Examples: internal support (knowledge agent), ticket qualification and routing, task coordination

3- Transformation of critical processes – Change the way the company operates

Agentic solution integrated into systems, capable of acting, deciding and orchestrating at scale. This is where the strategic value lies… and the complexity. These use cases require architecture, governance and integration choices, as well as a more sustained effort to manage change. They change the way work is done, not just the speed at which it’s done.

Examples: pricing/promotion decisions, demand and inventory management, handling complex files.

Confusing these categories leads to poor investment decisions. Treating an individual productivity case as a transformation project leads to disappointment. Treating a transformation lever as a mere tool leads to under-utilization.

Aligning use cases with concrete business objectives becomes essential. A good agentic use case must be linked to a measurable lever: cost reduction, service level improvement, revenue increase, risk reduction. Without this alignment, agentique remains a technological exercise.

Focus on skills, not on increasing the number of agents

Another common trap is to replicate existing processes identically. This leads to the creation of ultra-specialized, rigid agents, incapable of adapting to the context. In the medium term, the organization ends up with thousands of agents who are difficult to maintain, govern and develop.

This logic may seem effective in the short term. It becomes unmanageable at scale. Some organizations run the risk of ending up with tens of thousands of frozen agents, each based on a process variation, with no capacity for evolution.

Rather than multiplying agents, we recommend moving towards a limited number of very powerful agents, capable of accessing multiple systems and data sources. These agents become execution platforms. Users no longer create new agents. They createskills in these very powerful agents to meet their specific needs.

The shift is a major one: from a logic of duplication (one agent per use case) to a logic of composition (one central agent + reusable skills ).

A sustainable approach therefore involves structuring these skills:

  • reasoning;
  • data access;
  • integrations;
  • decision rules;
  • ability to act.

These skills can be combined, adjusted and reused according to context, without having to recreate a new agent each time.

A few well-designed central agents, enhanced by a set of modular skills, create far more value than thousands of fixed agents, not to mention the reduction in maintenance required.
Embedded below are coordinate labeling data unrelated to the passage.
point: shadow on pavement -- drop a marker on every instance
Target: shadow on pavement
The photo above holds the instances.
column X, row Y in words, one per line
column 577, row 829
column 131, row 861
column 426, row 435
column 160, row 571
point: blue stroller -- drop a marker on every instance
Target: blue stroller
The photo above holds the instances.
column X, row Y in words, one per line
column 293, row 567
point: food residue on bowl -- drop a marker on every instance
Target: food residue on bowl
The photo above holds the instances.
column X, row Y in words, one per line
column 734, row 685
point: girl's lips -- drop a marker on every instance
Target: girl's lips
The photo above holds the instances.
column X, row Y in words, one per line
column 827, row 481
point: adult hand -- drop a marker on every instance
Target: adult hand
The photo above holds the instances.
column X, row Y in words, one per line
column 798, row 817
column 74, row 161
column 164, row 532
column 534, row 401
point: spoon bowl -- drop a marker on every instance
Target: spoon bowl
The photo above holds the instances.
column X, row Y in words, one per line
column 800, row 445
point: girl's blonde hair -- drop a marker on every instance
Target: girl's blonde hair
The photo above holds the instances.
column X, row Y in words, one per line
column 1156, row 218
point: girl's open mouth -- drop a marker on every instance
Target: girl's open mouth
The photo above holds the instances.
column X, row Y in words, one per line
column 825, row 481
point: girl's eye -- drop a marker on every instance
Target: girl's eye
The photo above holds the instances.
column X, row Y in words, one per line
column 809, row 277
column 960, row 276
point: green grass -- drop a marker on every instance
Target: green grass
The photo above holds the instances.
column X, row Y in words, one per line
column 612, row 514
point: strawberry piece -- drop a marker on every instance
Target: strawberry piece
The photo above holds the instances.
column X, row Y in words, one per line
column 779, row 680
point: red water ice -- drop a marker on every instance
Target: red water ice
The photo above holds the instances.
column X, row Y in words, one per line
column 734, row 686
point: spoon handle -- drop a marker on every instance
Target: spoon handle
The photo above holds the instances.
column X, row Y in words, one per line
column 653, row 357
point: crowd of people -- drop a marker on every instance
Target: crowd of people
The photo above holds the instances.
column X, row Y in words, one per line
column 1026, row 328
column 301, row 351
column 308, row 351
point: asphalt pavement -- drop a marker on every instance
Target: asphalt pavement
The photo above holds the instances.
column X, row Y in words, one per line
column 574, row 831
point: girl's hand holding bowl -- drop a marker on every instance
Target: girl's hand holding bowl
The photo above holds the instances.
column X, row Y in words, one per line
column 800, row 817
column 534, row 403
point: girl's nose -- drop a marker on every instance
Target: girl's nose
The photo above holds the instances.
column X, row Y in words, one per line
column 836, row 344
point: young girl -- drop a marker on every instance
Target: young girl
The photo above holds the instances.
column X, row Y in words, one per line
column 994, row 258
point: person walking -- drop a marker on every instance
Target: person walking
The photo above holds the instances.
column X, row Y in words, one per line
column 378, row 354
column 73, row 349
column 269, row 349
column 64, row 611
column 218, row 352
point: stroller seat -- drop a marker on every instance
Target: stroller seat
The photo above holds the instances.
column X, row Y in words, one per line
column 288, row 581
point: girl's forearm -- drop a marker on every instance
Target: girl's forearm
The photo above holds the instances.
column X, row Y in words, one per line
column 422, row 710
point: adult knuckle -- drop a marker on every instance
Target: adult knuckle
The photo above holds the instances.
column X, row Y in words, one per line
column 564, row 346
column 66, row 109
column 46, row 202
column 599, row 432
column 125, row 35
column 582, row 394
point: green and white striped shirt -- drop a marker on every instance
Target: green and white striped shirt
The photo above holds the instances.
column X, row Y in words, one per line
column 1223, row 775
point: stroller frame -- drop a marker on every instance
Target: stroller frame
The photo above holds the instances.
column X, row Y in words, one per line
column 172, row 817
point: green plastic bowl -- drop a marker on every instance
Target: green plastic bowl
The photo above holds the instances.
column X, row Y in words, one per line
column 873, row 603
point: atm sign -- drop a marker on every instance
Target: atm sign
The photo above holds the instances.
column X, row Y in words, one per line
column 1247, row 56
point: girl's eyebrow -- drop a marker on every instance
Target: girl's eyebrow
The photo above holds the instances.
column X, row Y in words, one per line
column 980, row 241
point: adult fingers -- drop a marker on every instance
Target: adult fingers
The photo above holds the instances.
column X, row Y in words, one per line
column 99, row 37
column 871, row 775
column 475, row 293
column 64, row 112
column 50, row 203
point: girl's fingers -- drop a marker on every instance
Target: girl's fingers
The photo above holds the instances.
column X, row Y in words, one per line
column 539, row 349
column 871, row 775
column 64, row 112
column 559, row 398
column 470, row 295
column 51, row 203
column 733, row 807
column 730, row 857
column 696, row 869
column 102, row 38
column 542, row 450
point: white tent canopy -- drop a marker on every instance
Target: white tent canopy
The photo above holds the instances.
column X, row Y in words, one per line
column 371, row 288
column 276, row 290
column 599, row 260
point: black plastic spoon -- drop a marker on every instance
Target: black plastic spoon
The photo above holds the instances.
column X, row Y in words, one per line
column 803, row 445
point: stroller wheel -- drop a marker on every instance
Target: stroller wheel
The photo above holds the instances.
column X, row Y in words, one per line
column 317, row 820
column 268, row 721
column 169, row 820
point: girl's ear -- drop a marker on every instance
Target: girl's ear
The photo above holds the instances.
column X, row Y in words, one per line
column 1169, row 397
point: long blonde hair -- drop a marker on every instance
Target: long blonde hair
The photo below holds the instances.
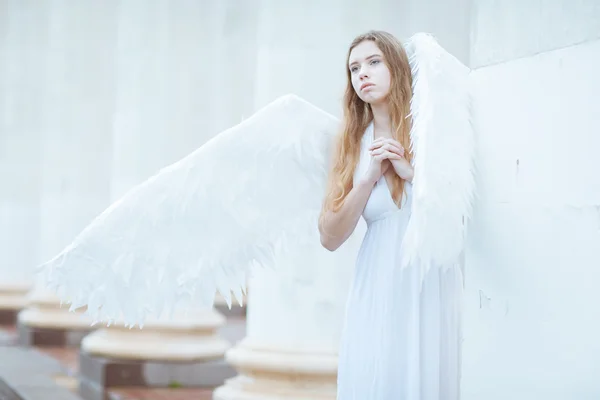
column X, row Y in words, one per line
column 358, row 115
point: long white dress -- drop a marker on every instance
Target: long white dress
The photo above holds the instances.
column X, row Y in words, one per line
column 401, row 339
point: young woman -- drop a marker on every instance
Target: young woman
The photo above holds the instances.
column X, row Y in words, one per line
column 187, row 232
column 401, row 334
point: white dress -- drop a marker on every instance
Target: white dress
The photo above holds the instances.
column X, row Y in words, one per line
column 400, row 341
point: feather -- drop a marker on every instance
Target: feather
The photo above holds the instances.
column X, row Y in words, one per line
column 443, row 140
column 200, row 224
column 203, row 223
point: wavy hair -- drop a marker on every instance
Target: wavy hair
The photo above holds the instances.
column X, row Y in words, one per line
column 358, row 115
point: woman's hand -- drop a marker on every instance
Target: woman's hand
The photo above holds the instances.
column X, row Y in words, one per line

The aim is no longer to reproduce over-strict processes, but to build an adaptable capability, capable of evolving with operational reality.
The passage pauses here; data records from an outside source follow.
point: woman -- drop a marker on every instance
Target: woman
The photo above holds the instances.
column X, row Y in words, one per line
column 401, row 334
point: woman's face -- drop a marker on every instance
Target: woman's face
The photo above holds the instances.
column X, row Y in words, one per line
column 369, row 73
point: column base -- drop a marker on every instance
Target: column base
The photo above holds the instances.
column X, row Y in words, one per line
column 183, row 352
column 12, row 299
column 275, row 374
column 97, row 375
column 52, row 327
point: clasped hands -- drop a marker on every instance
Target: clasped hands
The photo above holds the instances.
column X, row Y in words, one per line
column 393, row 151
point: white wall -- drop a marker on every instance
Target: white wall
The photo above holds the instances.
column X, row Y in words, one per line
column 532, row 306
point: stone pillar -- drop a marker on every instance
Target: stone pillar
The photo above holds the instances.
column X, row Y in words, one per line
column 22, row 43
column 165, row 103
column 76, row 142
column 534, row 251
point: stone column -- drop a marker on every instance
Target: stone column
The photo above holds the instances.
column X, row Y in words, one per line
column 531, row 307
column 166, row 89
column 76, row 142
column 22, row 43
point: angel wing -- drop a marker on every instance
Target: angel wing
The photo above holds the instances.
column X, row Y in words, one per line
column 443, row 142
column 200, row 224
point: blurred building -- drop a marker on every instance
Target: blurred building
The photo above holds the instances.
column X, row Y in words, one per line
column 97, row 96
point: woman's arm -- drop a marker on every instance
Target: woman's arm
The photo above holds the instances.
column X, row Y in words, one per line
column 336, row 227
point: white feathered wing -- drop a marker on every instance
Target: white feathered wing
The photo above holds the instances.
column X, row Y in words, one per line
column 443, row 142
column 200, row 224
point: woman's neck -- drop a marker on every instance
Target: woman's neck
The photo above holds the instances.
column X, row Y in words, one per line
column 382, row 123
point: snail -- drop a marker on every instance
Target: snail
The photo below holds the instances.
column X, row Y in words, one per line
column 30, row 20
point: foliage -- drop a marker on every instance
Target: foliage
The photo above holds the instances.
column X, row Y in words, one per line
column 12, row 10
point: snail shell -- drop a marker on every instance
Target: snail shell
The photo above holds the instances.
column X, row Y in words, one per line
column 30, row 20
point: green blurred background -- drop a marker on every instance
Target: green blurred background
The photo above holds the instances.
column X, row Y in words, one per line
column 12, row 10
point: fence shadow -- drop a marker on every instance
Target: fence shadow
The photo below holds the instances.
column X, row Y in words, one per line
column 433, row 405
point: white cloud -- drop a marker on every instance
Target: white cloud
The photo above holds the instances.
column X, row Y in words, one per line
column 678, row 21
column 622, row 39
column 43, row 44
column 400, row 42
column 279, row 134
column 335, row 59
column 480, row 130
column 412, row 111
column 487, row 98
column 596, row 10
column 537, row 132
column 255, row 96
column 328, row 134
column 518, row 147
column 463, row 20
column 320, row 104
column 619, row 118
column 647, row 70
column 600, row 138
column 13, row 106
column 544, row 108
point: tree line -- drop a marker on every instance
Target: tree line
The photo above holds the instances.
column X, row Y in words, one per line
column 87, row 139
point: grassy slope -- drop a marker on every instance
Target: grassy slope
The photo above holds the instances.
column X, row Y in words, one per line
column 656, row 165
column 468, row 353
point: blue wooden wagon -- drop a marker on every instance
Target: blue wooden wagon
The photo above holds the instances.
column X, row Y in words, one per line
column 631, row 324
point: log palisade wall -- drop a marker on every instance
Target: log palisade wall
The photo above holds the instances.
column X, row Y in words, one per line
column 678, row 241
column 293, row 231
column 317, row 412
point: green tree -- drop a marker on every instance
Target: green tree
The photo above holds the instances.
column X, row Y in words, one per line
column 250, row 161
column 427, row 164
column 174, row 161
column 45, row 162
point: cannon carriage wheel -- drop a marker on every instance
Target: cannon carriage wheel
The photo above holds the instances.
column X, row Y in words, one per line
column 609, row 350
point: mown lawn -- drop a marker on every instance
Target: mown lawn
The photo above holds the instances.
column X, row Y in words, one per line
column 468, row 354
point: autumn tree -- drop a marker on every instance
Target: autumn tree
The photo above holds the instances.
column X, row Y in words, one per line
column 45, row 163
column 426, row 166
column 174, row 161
Prioritizing without stifling innovation in the field

Choosing the right use cases doesn’t mean blocking experimentation. It means establishing a clear structure:

  • exploration;
  • which deserves to be industrialized;
  • and what must remain local.

This structure protects the organization from complexity and uncontrollable chaos, while allowing innovation to emerge where it is relevant. It enables rapid learning without creating an accumulation of isolated agents that are difficult to orchestrate.
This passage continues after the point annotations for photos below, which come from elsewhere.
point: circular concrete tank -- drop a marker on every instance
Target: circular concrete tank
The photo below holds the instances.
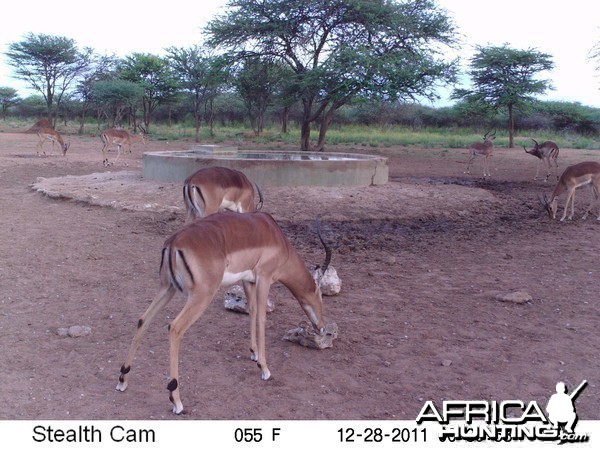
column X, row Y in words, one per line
column 271, row 168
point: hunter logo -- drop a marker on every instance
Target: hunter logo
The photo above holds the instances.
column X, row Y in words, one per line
column 511, row 420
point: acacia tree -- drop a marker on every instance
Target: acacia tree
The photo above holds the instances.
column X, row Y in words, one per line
column 115, row 99
column 102, row 69
column 154, row 75
column 339, row 49
column 200, row 74
column 503, row 77
column 49, row 64
column 257, row 82
column 8, row 97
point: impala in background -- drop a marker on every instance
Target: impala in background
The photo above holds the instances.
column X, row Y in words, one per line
column 50, row 134
column 545, row 151
column 485, row 149
column 582, row 174
column 119, row 138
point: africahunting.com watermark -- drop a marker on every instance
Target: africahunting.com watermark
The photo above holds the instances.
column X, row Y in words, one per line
column 506, row 421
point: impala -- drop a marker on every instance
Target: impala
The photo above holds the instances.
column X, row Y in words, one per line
column 119, row 138
column 212, row 189
column 52, row 135
column 484, row 149
column 582, row 174
column 545, row 152
column 218, row 250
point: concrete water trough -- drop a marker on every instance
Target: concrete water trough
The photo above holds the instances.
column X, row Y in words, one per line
column 270, row 168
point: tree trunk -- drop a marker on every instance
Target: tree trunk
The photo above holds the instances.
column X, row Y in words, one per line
column 285, row 117
column 511, row 126
column 327, row 118
column 305, row 126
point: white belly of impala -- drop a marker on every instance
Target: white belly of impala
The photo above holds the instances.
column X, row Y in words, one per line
column 231, row 277
column 232, row 206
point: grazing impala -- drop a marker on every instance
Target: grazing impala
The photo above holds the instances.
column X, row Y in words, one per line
column 212, row 189
column 222, row 249
column 119, row 138
column 52, row 135
column 545, row 151
column 484, row 149
column 582, row 174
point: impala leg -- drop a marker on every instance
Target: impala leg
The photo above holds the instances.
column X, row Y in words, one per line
column 262, row 294
column 40, row 144
column 118, row 152
column 250, row 291
column 537, row 171
column 105, row 155
column 198, row 301
column 593, row 199
column 161, row 299
column 570, row 200
column 549, row 170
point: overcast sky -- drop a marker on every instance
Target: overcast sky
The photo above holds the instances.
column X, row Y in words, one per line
column 565, row 30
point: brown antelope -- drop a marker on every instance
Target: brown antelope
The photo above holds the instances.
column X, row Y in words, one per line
column 52, row 135
column 582, row 174
column 212, row 189
column 222, row 249
column 545, row 152
column 119, row 138
column 484, row 149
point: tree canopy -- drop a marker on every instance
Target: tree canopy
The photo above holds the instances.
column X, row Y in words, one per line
column 338, row 50
column 503, row 77
column 49, row 64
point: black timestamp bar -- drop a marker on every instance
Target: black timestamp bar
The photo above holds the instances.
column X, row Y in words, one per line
column 366, row 435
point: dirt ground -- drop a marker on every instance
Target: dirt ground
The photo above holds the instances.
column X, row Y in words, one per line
column 421, row 261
A good agentic use case is measured by its real organizational impact. Not by the quality of the demo. Not by the speed of implementation. But in its ability to modify a process, stabilize a decision or sustainably improve performance.

TL;DR

  • Not all agentic uses are created equal. The first ones identified are rarely the right ones to transform a process.
  • Prioritize where the impact is measurable and systemic, not where the demo is easy.
  • A few well-designed agents built around reusable skills create more value than a multiplication of isolated agents. The aim is not to automate everything from the outset. It’s to invest first where agentiics really changes the way work is done.